CEO Coaching: Fix It!

Some recent interaction with a large medical provider left me with appreciation for great care, but also questions around their operating practices (e.g., scheduling and follow up calls). Questions like, “Why don’t they fix this?” (You and I know the answer; it’s not a priority!)

If I had several glitches in service, imagine how many other patients have had the same experience. How many lost hours for the staff? How many back-and-forth phone calls wasted? Perhaps I won’t turn to a competitor next time, but some will. 

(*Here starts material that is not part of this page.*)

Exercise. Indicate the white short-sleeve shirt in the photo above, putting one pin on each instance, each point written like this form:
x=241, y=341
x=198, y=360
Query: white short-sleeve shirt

It’s a basic example but highlights the challenges of small system breaks that might have large consequences. Medical organizations are in the business of saving and improving lives but are often inefficient from an operational perspective. How often have you been in a medical office or hospital and thought, I could fix that in a heartbeat!? Operational efficiency and good care don’t have to be mutually exclusive. My brother shared a Mayo Clinic experience from several years ago about how on top of details they were; surprisingly so. Appointments with multiple providers sequenced correctly and coordinated on his behalf, clear communication, and genuine concern. I’ve also had several knee surgeries in privately owned surgery centers where the trains ran mostly on time and everything was buttoned up, so it can be done. 

Though perhaps you can’t claim to save lives, you too have big things you are driving toward. You cannot tend to everything at once; you must have priorities; however, you should also look for the broken stuff and consciously decide whether or not to fix it. (Phillip Crosby wrote a book decades ago called, “Quality Is Free” with the radical thought that doing things right the first time eliminates the expense of do overs.) 

Somewhere (actually lots of somewheres) in your organization, you’re irritating customers or wasting resources. Do you have a vehicle to catch these (e.g., operational audits; customer feedback mechanisms; or perhaps, more important, empowered employees who just fix stuff)? Often, the fix will quickly pay financial dividends. 

I love to talk about the big, deep ideas of business. As Sun Tzu said in “The Art of War”: “Tactics before strategy is the noise before defeat.” But sometimes to grow or improve your bottom line you just have to fix shit!